Thousands of CFMEU members in Melbourne have endorsed a new pattern pay deal that delivers 21 per cent in wage rises over four years, reinstates a host of conditions scrapped under the Coalition’s building code including mandatory union flags on every project, and allows union officials to enter sites without a legal permit if they are invited by an employer.
The four above-inflation annual 5 per cent pay rises will apply a month earlier each year under a back pay clause in the agreement that also locks in a 36-hour week, existing rostered days off, paid union meetings and increases in funeral coverage from $9000 to $15,000.
Officials said builders had agreed that CFMEU representatives would be able to enter construction sites without a right of entry permit provided they were invited by the employer.
Applauding the pay rises, one member told the meeting: “Twenty per cent pay rises over four years. There’s not enough Ford Rangers in the country (to buy). The apprentices will have (Ford) Raptors.”
Victorian CFMEU construction secretary John Setka said he was sick of criticism that construction workers were overpaid, defending the $200,000-plus a year pay of traffic controllers.
“It’s a pretty hard job. People think just standing there with a lollipop (sign) and you’re getting 200 grand a year – they work massive hours,” he said.
“When it’s pissing down rain, there’s concrete pours going on, they just can’t walk away. You’re putting up with all sorts of lunatic drivers, you’re putting up with trucks flying past you, you’re putting your life in some other driver’s hands all the time.
“It’s a dangerous job and I’m sick and tired of people always putting us down and saying we get overpaid. The very same people that say we get overpaid as an industry are the same people who live in comfortable offices that our members built, with airconditioning in the summer and heating in the winter.
“It’s all right for them to say, “gee, you get paid too much money”. Let’s have a look at how much they get paid. They work five days a week. Most of them are at home at 3.30 watching cartoons. We work massively long hours. We will never apologise for what our members get.”

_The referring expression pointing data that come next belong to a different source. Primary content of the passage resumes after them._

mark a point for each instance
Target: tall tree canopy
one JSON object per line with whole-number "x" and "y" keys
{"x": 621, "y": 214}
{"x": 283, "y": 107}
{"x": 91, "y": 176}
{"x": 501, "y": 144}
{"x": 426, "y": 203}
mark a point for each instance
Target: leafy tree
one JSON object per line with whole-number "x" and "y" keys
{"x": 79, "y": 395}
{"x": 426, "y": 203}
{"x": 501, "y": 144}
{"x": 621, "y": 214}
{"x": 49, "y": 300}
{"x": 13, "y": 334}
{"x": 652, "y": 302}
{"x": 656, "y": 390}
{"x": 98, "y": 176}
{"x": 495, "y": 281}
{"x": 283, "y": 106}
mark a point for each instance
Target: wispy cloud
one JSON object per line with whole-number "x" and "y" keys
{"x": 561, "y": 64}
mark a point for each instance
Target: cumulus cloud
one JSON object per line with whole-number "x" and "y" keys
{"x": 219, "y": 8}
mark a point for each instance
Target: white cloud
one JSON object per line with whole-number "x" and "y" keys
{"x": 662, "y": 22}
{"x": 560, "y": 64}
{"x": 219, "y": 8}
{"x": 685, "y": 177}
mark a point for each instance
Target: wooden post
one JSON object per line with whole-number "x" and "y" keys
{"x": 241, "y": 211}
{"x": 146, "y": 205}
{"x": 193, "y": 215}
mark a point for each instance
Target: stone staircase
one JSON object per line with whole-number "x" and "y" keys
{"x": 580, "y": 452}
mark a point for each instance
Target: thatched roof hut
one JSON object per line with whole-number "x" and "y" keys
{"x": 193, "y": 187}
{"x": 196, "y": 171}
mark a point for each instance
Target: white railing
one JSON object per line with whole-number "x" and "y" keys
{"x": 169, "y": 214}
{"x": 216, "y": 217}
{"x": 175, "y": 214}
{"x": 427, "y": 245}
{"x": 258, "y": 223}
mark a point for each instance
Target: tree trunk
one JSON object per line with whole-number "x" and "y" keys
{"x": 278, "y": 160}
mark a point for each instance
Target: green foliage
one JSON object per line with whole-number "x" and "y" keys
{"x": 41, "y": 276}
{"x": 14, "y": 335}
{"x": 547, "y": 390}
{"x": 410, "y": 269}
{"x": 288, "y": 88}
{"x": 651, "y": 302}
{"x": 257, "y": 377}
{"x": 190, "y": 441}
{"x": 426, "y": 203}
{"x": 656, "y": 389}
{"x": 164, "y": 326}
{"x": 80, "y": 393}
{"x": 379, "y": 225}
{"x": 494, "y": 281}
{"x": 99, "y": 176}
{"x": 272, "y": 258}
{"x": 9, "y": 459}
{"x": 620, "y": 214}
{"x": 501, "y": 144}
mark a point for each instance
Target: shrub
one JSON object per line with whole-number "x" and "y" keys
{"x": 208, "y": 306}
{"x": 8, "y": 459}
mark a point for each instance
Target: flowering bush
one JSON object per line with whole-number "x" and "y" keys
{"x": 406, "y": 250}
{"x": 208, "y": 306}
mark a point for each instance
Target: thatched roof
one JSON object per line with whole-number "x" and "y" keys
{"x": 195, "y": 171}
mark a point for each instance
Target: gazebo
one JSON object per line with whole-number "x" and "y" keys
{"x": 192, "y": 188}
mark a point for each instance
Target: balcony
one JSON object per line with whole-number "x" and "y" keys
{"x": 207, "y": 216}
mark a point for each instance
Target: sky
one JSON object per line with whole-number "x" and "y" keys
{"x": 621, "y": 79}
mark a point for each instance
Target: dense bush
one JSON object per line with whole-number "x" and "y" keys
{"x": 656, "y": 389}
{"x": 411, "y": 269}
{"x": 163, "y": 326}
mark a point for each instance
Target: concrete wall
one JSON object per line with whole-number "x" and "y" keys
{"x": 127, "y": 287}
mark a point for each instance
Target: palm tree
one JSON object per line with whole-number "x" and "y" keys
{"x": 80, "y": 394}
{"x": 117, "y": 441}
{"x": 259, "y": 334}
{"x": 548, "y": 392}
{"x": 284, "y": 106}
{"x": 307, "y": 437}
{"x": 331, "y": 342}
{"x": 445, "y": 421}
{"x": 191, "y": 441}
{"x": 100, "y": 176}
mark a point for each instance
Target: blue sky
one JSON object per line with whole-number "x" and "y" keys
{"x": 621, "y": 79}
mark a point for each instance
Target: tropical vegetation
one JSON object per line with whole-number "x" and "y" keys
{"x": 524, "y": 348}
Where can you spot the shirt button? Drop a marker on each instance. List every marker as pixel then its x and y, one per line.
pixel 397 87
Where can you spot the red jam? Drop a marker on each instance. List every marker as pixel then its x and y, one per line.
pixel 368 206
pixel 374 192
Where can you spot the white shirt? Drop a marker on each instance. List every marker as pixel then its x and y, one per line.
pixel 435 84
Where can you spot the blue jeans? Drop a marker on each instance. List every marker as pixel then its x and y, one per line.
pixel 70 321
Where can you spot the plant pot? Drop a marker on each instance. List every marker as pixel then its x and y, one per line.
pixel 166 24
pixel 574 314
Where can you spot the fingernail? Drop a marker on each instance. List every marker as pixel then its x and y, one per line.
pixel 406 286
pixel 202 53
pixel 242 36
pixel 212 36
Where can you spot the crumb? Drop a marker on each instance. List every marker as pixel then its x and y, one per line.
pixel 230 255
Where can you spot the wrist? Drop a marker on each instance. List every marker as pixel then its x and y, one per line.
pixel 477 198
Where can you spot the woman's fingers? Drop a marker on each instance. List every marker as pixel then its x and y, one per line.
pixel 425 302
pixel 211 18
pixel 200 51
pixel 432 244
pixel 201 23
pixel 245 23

Officials faced questions from the floor from members concerned about new inclement weather provisions that means in limited circumstances some workers will have to perform alternative duties during bad weather rather than be able to go home early.
Mr Setka did not reference his threats against the AFL and said he would limit his use of “f bombs” as the media was listening to the meeting via speakers that were set up outside for members unable to get into the full capacity Festival Hall.
“Look, there’s a lot of other stuff being said in the media. I’m not even going to dignify some of it because, you know what, my mum has an old saying, ‘the more you touch shit, the more it stinks’,” he said.
The ACTU on Monday again refused to comment on Mr Setka’s threat to wage a work to rule campaign on AFL projects.
Declaring this would be the last time he addressed a rank and file meeting before he finished in the job in January, Mr Setka said the members should be proud.
“We are the biggest, we’re the toughest union in the country and we are a household name,” he said.
Officials told the thousands of members not to return to work but to “go home, go to the pubs and see you tomorrow”.